Impact: The project is delayed by three months at a budget overrun of $60,000 (much of it paid as consulting fees for the high-priced consultant who had to fill in for Joe Bamberg).

Important assumptions should have counterpart risks, in case the assumptions either turn out to be false or do not materialize, as in the example above. For each counterpart risk, identify triggers, a mitigation plan, and a contingency plan.

Change-Control Procedures

Traditional waterfall methodologies became so popular in part because the signed-off, phased development approach attempted to curb scope creep. The mental model was "Change is bad—business people must be held to their decisions." Since BI applications are supposed to be catalysts for improved decision making, the mental model must change to "Change is good—business people should refine and improve their decisions." However, uncontrolled change can still kill a project.

The solution is to manage the changes. Many organizations track their change requests by logging the date of the change request, the name of the requestor, the desired change, to whom it was assigned, and when it was implemented. That is a good practice, but tracking changes is not the same thing as managing them.

To manage a change, you need to start with a baseline—the agreement between the business sponsor and the IT staff, as documented in the project charter. Every change request, once logged, undergoes an impact analysis and a cost-benefit analysis to determine the effects of the change on the project. Changes, unless they are minute, always impact the three constraints of effort (time), scope, and quality. Some changes also impact the other two constraints (budget and resources). When one constraint changes, the remaining constraints will have to be renegotiated. Unfortunately, business managers and IT managers frequently put the project teams under unwarranted pressure to incorporate scope changes without slipping the schedule.

NOTE

It is not rational to request a significant scope change to a carefully deliberated and agreed-upon project plan without adjusting any of the other constraints.

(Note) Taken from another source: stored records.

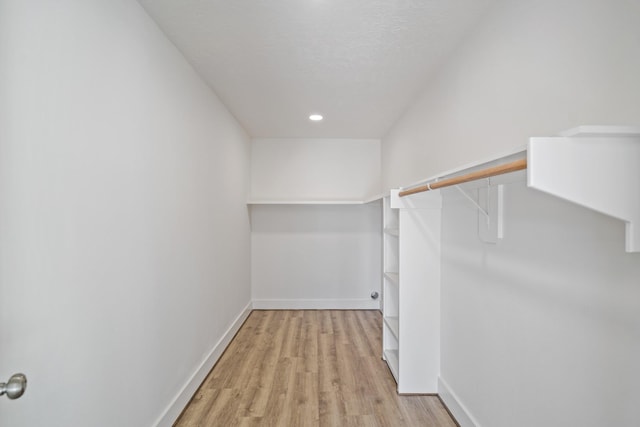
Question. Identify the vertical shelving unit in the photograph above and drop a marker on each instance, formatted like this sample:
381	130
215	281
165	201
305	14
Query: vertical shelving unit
390	286
411	291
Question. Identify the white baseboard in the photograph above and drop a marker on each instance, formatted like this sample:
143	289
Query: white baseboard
316	304
455	406
173	411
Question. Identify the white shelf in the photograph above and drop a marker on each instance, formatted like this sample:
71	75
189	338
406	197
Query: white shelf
394	277
392	231
391	356
597	167
394	325
366	200
305	202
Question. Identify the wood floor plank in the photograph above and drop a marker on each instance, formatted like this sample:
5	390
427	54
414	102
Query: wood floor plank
308	368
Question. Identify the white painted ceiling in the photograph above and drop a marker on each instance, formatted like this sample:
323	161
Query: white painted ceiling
360	63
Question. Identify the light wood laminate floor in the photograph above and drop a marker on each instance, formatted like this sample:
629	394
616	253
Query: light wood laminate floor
308	368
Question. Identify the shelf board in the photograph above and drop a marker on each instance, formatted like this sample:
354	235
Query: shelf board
391	356
258	201
393	276
305	202
392	231
394	325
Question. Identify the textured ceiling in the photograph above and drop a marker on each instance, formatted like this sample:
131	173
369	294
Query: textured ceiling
360	63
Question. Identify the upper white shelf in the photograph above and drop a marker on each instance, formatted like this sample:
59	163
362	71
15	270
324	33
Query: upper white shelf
597	167
314	202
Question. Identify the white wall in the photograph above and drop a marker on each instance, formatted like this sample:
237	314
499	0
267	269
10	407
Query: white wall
531	68
125	234
541	329
315	169
316	256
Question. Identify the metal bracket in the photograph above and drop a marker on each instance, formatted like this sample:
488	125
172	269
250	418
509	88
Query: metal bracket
491	216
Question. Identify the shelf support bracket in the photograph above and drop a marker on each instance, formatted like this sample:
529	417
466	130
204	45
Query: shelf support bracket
491	219
597	167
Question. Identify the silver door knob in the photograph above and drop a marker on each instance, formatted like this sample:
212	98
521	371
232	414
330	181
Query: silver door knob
15	387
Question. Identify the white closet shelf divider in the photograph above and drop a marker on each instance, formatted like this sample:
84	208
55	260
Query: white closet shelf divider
597	167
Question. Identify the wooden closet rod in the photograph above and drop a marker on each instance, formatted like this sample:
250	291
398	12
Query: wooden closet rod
484	173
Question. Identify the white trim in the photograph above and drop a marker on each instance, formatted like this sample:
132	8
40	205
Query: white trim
455	406
175	408
316	304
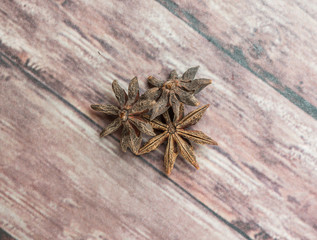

It is not rational because the business representative, the project manager, and the core team members who developed the plan together believed they could complete the project under the agreed-upon constraints. When the scope constraint changes, the plan is no longer doable without changes to some of the other constraints, namely effort (time), budget, resources, and quality, to absorb the impact of the scope change. Therefore, depending on how critical the change request is, the business representative has to decide whether to:

  • Cut back from the current scope by eliminating some of the originally requested data and functionality

  • Extend the deadline

  • Declare the requested change unfeasible at this time and postpone it

  • Incorporate the requested change in the next release

  • Eliminate complicated transformations, edit checking, and testing, which will impact the quality of the deliverable

Issues Management Procedures

Issues, whether related to business or technical concerns, always come up during projects. Similar to change requests, issues must be not only tracked but also managed. Every issue must be assigned to a person who has the responsibility for its resolution. Any activity regarding the issue must be dated and described on the issues log. At the end of the project, all issues must have a resolution, even if that resolution is a deferral of the issue to a future BI release. Table 3.3 shows an example of an issues log.

Some issues are minor and can be resolved without impact on the project. Other issues can turn into risks or change requests and have to be dealt with accordingly. Therefore, managing issues includes impact analysis and change control.